Sure, but there's a difference between KVM _potentially_ dropping roots and
guaranteed failure because userspace is trying to do something that's unsupported.
But I think this is a non-issue, because it should really just be as simple as:

if (!mmu->pre_map_memory)
return -EOPNOTSUPP;

Hmm, or probably this to avoid adding an MMU hook for a single MMU flavor:

if (!tdp_mmu_enabled || !mmu->root_role.direct)
return -EOPNOTSUPP;

> and/or kill the mapping via the shrinker.

Ugh, we really need to kill that code.

> That said, I can't fully shake the feeling that this ioctl should be
> an error for !TDX and that TDX_INIT_MEM_REGION wasn't that bad.
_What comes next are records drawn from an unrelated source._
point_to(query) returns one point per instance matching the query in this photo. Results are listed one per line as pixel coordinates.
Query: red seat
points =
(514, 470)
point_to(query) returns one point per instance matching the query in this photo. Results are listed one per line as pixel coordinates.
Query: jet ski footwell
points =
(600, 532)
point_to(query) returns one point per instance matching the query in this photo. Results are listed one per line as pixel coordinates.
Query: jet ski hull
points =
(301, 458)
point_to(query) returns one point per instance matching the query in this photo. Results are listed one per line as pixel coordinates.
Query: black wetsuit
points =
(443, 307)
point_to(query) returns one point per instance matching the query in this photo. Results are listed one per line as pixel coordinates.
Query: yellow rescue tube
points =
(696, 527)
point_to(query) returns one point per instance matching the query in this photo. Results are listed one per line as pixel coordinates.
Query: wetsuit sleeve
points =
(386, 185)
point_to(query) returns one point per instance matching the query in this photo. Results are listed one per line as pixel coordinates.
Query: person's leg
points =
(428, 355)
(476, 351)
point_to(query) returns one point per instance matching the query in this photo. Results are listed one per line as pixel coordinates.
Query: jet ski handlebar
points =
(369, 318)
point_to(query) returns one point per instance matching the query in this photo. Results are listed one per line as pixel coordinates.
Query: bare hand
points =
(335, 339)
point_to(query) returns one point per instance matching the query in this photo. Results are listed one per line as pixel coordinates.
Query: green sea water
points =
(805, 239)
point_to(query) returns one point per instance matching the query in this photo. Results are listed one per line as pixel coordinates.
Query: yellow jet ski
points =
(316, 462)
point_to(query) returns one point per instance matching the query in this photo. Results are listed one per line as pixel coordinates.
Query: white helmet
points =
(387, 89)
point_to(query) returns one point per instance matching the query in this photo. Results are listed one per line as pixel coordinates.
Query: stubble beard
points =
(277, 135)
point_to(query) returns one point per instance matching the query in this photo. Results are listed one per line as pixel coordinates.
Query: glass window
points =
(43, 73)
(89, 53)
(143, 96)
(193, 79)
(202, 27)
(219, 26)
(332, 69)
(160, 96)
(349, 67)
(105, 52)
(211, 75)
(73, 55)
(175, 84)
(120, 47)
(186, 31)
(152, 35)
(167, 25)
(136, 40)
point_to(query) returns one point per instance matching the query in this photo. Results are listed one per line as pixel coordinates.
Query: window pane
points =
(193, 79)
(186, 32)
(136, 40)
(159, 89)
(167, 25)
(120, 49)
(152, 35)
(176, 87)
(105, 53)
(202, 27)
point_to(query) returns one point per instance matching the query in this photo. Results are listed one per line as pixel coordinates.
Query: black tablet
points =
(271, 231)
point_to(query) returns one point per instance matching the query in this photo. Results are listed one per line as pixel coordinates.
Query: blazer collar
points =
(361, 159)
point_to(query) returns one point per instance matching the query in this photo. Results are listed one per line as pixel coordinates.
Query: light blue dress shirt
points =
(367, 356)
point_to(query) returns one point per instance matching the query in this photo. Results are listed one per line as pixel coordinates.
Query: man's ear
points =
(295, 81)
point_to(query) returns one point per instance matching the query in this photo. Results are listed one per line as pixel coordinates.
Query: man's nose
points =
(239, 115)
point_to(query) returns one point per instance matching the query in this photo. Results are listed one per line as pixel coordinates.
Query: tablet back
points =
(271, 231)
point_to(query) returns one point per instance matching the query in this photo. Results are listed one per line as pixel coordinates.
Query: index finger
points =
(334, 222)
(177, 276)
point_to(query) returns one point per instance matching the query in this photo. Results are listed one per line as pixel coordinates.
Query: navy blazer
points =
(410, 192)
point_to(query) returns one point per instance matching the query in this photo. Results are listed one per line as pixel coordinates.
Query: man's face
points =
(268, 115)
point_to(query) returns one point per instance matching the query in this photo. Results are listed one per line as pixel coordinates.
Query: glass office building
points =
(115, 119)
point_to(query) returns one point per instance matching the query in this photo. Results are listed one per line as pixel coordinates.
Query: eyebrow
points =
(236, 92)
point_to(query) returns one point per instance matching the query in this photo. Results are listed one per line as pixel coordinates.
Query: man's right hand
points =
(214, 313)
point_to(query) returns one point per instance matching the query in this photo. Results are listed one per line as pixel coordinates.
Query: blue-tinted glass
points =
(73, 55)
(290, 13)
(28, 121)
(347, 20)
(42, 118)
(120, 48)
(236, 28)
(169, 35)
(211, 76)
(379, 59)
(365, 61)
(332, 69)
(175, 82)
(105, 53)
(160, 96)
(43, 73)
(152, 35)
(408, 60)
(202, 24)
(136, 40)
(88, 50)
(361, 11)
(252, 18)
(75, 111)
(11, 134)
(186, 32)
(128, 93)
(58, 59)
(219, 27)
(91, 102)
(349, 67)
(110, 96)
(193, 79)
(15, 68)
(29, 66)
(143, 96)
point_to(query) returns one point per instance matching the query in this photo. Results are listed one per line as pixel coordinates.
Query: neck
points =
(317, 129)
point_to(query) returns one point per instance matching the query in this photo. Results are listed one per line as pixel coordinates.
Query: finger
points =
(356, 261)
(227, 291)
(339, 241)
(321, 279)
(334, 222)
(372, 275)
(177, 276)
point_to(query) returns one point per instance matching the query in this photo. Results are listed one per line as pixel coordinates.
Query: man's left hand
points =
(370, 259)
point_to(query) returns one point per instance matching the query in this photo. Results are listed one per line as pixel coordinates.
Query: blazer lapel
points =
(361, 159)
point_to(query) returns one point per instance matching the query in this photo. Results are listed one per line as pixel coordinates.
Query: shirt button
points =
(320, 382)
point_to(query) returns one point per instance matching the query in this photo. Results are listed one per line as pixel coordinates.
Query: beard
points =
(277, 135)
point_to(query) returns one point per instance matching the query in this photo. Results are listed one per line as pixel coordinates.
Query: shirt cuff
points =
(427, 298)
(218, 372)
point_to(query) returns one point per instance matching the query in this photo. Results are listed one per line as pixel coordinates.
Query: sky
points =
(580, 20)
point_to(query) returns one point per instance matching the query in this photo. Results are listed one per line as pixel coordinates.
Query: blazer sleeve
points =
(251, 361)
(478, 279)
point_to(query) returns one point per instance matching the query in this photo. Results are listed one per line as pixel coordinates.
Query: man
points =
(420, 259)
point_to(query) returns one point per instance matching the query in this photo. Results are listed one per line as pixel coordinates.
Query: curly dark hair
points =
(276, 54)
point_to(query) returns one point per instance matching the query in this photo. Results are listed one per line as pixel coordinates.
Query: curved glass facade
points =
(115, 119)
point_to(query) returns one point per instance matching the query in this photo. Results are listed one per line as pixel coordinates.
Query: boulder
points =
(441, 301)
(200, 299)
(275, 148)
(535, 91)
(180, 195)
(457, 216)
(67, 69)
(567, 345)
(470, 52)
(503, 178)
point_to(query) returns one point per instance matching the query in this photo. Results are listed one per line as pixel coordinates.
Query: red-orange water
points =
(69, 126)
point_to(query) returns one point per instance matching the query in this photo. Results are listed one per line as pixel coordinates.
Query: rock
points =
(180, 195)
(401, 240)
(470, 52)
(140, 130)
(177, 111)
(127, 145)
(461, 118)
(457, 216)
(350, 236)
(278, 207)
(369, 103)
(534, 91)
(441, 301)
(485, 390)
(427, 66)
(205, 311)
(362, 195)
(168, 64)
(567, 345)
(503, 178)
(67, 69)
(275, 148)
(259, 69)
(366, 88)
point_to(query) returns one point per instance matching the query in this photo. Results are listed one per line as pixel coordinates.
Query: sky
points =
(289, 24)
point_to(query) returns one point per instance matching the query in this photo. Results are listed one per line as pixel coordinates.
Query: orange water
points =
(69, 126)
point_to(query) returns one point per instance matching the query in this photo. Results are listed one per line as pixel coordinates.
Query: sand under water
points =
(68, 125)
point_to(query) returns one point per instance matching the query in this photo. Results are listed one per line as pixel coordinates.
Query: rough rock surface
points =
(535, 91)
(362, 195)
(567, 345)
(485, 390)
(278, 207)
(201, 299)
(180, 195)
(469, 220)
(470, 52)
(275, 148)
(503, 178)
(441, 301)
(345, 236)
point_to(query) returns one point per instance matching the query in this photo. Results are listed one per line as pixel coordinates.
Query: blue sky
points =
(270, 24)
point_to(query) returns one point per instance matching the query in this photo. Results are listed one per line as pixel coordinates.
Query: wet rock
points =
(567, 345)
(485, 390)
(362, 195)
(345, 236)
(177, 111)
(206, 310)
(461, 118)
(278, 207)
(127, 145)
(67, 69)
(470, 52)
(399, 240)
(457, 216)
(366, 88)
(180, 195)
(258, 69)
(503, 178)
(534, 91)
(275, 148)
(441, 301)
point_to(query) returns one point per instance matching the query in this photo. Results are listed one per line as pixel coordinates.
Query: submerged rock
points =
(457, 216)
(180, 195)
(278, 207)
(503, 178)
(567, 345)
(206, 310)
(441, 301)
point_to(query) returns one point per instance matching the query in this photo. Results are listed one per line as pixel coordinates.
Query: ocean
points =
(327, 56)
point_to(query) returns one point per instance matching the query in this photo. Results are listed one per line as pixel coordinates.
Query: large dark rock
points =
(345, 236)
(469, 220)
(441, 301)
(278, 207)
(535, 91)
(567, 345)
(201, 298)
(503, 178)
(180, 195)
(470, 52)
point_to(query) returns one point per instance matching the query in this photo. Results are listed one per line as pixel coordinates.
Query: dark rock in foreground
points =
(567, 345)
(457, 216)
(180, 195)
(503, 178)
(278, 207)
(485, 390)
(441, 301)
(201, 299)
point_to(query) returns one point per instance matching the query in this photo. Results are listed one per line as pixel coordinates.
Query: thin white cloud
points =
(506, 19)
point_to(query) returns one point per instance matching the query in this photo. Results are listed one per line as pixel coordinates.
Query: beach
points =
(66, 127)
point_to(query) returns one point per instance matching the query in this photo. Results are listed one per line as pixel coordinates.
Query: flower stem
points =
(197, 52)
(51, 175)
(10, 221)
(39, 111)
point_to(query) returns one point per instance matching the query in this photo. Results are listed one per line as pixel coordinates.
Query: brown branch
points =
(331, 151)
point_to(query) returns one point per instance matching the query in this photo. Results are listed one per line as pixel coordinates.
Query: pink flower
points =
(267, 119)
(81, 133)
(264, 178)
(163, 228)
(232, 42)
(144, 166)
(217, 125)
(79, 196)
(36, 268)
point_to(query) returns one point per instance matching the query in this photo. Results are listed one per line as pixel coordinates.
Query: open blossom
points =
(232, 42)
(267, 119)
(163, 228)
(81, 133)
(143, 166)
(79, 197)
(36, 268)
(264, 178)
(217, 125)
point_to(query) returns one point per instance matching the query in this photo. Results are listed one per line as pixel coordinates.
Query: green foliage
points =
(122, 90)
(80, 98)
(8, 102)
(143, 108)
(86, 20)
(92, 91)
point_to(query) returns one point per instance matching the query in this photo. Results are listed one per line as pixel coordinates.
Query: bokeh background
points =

The
> implementation was ugly but the API was fine.

Hmm, but IMO the implementation was ugly in no small part because of the contraints
put on KVM by the API. Mapping S-EPT *and* doing TDH.MEM.PAGE.ADD in the same
ioctl() forced KVM to operate on vcpu0, and necessitated shoving temporary data
into a per-VM structure in order to get the source contents into TDH.MEM.PAGE.ADD.

We could eliminate the vcpu0 grossness, but it would require a massive refactor,
which is also not a problem per se, but it's obviously not free. Eliminating
kvm_tdx.source_page is also doable, but it's not clear to me that end result would
be a net positive.

If userspace pre-maps the S-EPT entries ahead of time, then KVM should have a
straight shot to PAGE.ADD, i.e. doesn't need to "pass" the source page via a
scratch field in kvm_tdx, and I think/hope would avoid the need to grab vcpu0
in order to get at an MMU to build the S-EPT.

And stating the obvious, TDX_INIT_MEM_REGION also doesn't allow pre-mapping memory,
which is generally useful, and can be especially beneficial for confidential VMs
(and TDX in particular) due to the added cost of a page fault VM-Exit.

I'm not dead set on this generic ioctl(), but unless it ends up being a train wreck
for userspace, I think it will allow for cleaner and more reusable code in KVM.